MIT biological engineers have developed a new imaging system that allows them to see cells that have undergone a specific mutation.
The work, which could help scientists understand how precancerous mutations arise, marks the first time researchers have been able to pinpoint the number and location of mutant cells--cells with a particular mutation--in intact tissue. In this case, the researchers worked with mouse pancreatic cells.
"Understanding where mutations come from is fundamental to understanding the origins of cancer," said Bevin Engelward, associate professor of biological engineering and member of MIT's Center for Environmental Health Sciences, and an author of a paper on the work appearing in this week's online edition of the Proceedings of the National Academy of Science.
Peter So, professor of biological and mechanical engineering, Engelward and members of their laboratories developed technologies that made it possible to detect clusters of cells that appeared to be descended from the same progenitor cell.
Unexpectedly, more than 90 percent of the cells harboring mutations were within clusters. That offers evidence that the majority of mutations are inherited from another cell, rather than arising spontaneously in individual cells.
Since the type of mutation being studied (in this case a recombination event) occurs at a rate on par with other types of mutations, "it is as if we are peering in at the very general process of mutation formation, persistence and clonal expansion," said Engelward.
"We think this raises the possibility that mutations resulting from cell division are a tremendous factor in increasing the mutagenic load," she said.
The higher the mutagenic load, the more likely it is that cancer will develop.
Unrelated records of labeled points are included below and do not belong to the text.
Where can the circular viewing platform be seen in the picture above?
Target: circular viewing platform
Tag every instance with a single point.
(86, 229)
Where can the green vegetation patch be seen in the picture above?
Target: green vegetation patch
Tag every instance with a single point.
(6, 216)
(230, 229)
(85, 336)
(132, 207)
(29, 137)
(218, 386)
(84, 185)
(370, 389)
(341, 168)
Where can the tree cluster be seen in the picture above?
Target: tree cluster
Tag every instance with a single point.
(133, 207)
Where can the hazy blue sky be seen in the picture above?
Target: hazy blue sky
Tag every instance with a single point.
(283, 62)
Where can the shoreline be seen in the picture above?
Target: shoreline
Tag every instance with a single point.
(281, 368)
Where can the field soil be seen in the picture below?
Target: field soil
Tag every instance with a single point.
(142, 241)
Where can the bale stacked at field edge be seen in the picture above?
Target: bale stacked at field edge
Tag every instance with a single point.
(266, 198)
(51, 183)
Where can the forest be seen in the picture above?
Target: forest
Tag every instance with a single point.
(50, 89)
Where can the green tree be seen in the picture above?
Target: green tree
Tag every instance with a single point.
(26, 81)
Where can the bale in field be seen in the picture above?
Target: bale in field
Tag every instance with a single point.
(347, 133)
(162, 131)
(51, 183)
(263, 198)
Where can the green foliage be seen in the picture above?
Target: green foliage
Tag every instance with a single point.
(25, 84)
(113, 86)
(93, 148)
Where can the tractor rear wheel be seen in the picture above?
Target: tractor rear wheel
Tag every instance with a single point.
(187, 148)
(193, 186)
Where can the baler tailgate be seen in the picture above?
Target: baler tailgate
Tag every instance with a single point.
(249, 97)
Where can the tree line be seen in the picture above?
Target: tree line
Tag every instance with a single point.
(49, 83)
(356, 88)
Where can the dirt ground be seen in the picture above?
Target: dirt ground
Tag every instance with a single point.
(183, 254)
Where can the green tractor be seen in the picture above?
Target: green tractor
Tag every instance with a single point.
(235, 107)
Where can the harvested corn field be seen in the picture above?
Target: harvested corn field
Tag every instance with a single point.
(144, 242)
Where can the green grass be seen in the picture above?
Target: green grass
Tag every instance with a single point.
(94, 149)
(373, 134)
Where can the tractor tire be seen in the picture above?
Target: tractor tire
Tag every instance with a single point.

Engelward and So started working together several years ago after a faculty retreat for MIT's newly formed Biological Engineering Division. So was developing a new type of microscopy, known as two-photon imaging, and the researchers wondered whether it could be used to locate and image rare types of cells.
The team genetically engineered a strain of mice in which DNA would fluoresce if a mutation occurred in a particular sequence. That allowed them to use So's newly developed high-resolution, high-throughput microscopy technique to detect individual cells that carry the mutation.
"The problem drove the development of a new imaging technology, which now can be used for lots of things," said Engelward.
Lead author of the paper is Dominika Wiktor-Brown, a postdoctoral associate in biological engineering. Other authors of the paper are Hyuk-Sang Kwon, a research affiliate in the Department of Mechanical Engineering, and Yoon Sung Nam, a graduate student in biological engineering.
The work was truly a team effort between many people with very different areas of expertise, said Engelward. "The Department of Biological Engineering and the Center for Environmental Health Sciences are key in helping to bridge people across disciplines," she said.
The research was funded by the National Institutes of Health, the Department of Energy and the Singapore-MIT Alliance.